I wrote a short prog which uses the Discogs API with python, but it is so damn slow thats not usable for real web-applications. Here is the Python code and the python profile results (published only the time consuming spots) :
# -*- coding: utf-8 -*-
import profile
import discogs_client as discogs
def main():
discogs.user_agent = 'Mozilla/5.0'
#dump released albums into the file. You could also print it to the console
f=open('DiscogsTestResult.txt', 'w+')
#Use another band if you like,
#but if you decide to take "beatles" you will wait an hour! (cause of the num of releases)
artist = discogs.Artist('Faust')
print >> f, artist
print >> f," "
artistReleases = artist.releases
for r in artistReleases:
print >> f, r.data
print >> f,"---------------------------------------------"

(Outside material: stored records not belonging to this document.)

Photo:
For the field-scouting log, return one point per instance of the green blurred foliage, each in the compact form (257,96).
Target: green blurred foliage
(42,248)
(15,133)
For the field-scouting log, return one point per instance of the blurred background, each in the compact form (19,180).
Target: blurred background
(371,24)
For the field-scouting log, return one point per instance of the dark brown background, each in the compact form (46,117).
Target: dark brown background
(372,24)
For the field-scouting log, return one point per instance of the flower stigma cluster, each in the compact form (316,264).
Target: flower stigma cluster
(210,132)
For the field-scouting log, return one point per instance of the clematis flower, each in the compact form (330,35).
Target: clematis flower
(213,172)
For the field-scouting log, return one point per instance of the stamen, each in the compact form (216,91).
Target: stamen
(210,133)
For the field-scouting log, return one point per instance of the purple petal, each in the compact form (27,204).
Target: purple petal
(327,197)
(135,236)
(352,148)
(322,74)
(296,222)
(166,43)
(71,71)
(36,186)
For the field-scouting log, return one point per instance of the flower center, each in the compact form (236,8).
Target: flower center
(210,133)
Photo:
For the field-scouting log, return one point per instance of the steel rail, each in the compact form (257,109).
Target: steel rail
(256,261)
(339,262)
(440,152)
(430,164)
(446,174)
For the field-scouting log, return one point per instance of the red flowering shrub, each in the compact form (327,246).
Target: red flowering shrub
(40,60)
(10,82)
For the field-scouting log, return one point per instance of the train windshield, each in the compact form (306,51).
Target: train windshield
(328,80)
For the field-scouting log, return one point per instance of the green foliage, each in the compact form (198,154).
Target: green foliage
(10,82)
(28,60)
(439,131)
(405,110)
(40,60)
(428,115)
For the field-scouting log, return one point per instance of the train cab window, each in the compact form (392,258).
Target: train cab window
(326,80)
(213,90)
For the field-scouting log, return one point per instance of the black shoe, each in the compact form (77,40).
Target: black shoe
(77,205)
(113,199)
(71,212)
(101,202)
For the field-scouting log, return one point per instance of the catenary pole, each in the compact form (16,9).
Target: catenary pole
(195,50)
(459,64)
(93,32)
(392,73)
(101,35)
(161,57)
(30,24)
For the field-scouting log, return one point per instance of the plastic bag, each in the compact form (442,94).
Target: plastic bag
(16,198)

print 'Performance Analysis of Discogs API'
print '=' * 80
profile.run('print main(); print')
and here is the result of pythons profile:
Performance Analysis of Discogs API
================================================================================
82807 function calls (282219 primitive calls) in 177.544 seconds
Ordered by: standard name
ncalls tottime percall cumtime percall filename:lineno(function)
188 121.013 0.644 121.013 0.644 :0(connect)
206 52.080 0.253 52.080 0.253 :0(recv)
1 0.036 0.036 177.494 177.494 <string>:1(<module>)
188 0.013 0.000 175.234 0.932 adapters.py:261(send)
376 0.005 0.000 0.083 0.000 adapters.py:94(init_poolmanager)
188 0.008 0.000 176.569 0.939 api.py:17(request)
188 0.007 0.000 176.577 0.939 api.py:47(get)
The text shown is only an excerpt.